Officials in Northern Ireland feared swapping headage payments for area-based payments would have a disproportionate impact on Catholic farmers, newly declassified government files from 1996 have revealed.

Westminster proposed adjusting the Hill Livestock Compensatory Allowance (HLCA) to “better support farmers in upland areas following the BSE crisis”.

It came amid worries the “least economically viable producers” could be “squeezed out” as farm incomes plummeted in the wake of the crisis.

The papers, which include memos from within the Department of Agriculture in Northern Ireland, as well as confidential letters between it and its counterparts in Wales, Scotland and England, illustrate clearly the disparity between each region’s interests.

A striking letter penned by Mike Foulis from the Scottish Office’s Agriculture Environment and Fisheries Department read: “The Treasury letter rather gives the impression that they think beef comes straight from suckler herds onto the plate.”

The formerly classified files have been made public for the first time under the 20 Year Rule.

AgriLand journalist Rachel Martin took an in-depth look at the material in the Public Records Office of Northern Ireland ahead of the release.

‘An excessively blunt instrument’

“Headage payments are an excessively blunt instrument, and they cannot readily be adapted to meet specific environmental objectives,” a draft report on the subject commissioned by the Ministry of Agriculture, Fisheries and Food stated.

“However, changes to the payment structure could reduce the potential for environmental damage to which such payments give rise.

“Consideration has, in the past, been given to structuring the payment system in such a way that producers receive more for the first few animals than they do for subsequent ones. Such a policy would be of particular use in relation to sheep since most overgrazing problems are associated with over-stocking of sheep.”

However, the proposals were met with concern that it would mean a fall in overall payments.

In Northern Ireland, at the time, HLCAs made up almost a third of farm income (28%), which in 1994-95 was only £6,300 for the average mixed cattle and sheep farm.


“Withdrawal of HLCAs would have important PAFT [Policy Appraisal and Fair Treatment] implications in Northern Ireland as the majority of hill farmers are Roman Catholic, and consequently, there would be a disproportionate effect on that community,” officials in Northern Ireland responded.

…The minister [in 1996 this was Baroness Denton] has been forthright in her support for hill farmers and a major change would be embarrassing as well as putting at risk the maintenance of a viable hill farming population with the potential for dereliction in the hills.

“It would also be very difficult to defend [the] loss of HLCAs to Northern Ireland when they continue to be paid in the Republic of Ireland.”

A hand-written note added by officials in Northern Ireland included later commented: “I think Andy [Andrew Crawford] has covered the main points.

“Suckler production will not feel the full impact of BSE until this autumn.
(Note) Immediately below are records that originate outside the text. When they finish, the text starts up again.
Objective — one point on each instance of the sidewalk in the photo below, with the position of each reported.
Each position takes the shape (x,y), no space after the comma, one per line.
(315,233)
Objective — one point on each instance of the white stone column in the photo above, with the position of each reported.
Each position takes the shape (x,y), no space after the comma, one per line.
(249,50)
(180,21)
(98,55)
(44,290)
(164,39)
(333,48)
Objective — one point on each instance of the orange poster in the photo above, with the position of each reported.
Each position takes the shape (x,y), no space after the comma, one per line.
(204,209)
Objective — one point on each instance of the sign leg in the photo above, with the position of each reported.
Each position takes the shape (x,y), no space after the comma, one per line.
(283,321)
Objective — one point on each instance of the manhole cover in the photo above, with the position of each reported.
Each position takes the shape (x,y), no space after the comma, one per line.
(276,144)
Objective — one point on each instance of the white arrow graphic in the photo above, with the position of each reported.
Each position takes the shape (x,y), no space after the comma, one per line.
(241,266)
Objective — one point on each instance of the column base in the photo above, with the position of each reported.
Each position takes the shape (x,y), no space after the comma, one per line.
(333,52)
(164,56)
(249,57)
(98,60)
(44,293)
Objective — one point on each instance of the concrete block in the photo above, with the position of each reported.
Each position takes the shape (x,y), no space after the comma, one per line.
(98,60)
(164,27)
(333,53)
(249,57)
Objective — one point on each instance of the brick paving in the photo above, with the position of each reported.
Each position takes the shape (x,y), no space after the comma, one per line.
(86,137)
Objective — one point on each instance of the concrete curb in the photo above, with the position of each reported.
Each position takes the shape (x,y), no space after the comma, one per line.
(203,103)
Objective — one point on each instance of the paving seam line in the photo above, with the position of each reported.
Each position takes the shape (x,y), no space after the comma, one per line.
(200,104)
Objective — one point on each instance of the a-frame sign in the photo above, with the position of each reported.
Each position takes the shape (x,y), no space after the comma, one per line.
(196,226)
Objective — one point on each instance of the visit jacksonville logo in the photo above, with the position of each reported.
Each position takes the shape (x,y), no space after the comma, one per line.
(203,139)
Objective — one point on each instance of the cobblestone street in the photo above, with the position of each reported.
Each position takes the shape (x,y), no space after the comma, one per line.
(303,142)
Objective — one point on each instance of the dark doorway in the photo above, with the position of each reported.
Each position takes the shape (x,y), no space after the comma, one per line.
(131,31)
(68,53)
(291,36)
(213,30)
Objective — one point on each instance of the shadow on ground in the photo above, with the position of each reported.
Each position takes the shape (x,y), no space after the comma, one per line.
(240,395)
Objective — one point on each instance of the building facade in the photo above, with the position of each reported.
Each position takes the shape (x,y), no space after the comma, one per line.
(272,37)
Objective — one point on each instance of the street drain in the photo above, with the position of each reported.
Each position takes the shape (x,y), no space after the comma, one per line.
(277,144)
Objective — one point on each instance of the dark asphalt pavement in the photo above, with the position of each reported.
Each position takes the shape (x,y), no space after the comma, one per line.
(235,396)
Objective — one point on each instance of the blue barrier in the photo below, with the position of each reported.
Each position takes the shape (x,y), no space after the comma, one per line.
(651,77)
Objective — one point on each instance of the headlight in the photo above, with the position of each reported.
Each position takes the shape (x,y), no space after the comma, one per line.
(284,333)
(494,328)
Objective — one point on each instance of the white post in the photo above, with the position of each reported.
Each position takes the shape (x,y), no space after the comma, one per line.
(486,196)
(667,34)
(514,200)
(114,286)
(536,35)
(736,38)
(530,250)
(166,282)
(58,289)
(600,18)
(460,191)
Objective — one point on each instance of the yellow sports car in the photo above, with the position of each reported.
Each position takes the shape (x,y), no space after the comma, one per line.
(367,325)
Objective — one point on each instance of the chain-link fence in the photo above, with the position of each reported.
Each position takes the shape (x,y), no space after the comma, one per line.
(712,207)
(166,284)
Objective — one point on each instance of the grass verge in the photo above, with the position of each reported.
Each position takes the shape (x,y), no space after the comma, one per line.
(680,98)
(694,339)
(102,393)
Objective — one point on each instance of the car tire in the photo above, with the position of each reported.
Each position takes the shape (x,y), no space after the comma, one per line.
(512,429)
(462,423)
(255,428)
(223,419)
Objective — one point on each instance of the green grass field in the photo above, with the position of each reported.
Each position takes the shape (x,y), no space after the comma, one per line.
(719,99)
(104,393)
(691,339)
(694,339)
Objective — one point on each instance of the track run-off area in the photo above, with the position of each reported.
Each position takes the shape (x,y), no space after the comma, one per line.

Gains in terms of lamb prices will be offset by lower SAP [Sheep Annual Premium] – particularly now that we have a GR devaluation.”

What happened?

HLCAs were top-ups to the Sheep Annual Premium for keeping breeding ewes and the Suckler Cow Premium – both of which were headage payments.

HLCAs held on for another four years before the government ultimately ended them in 2000 spelling the end of headage payments.

They were replaced by the Hill Farm Allowance (HFA) Scheme in England; the Less Favoured Area Compensatory Allowance in Northern Ireland; the Less Favoured Area Support Scheme in Scotland; and Tir Mynydd Scheme in Wales starting from the 2001 scheme year.

Interestingly, the release of the files comes as Northern Ireland Agriculture Minister Edwin Poots is floating ideas of introducing a new headage payment to support suckler farmers.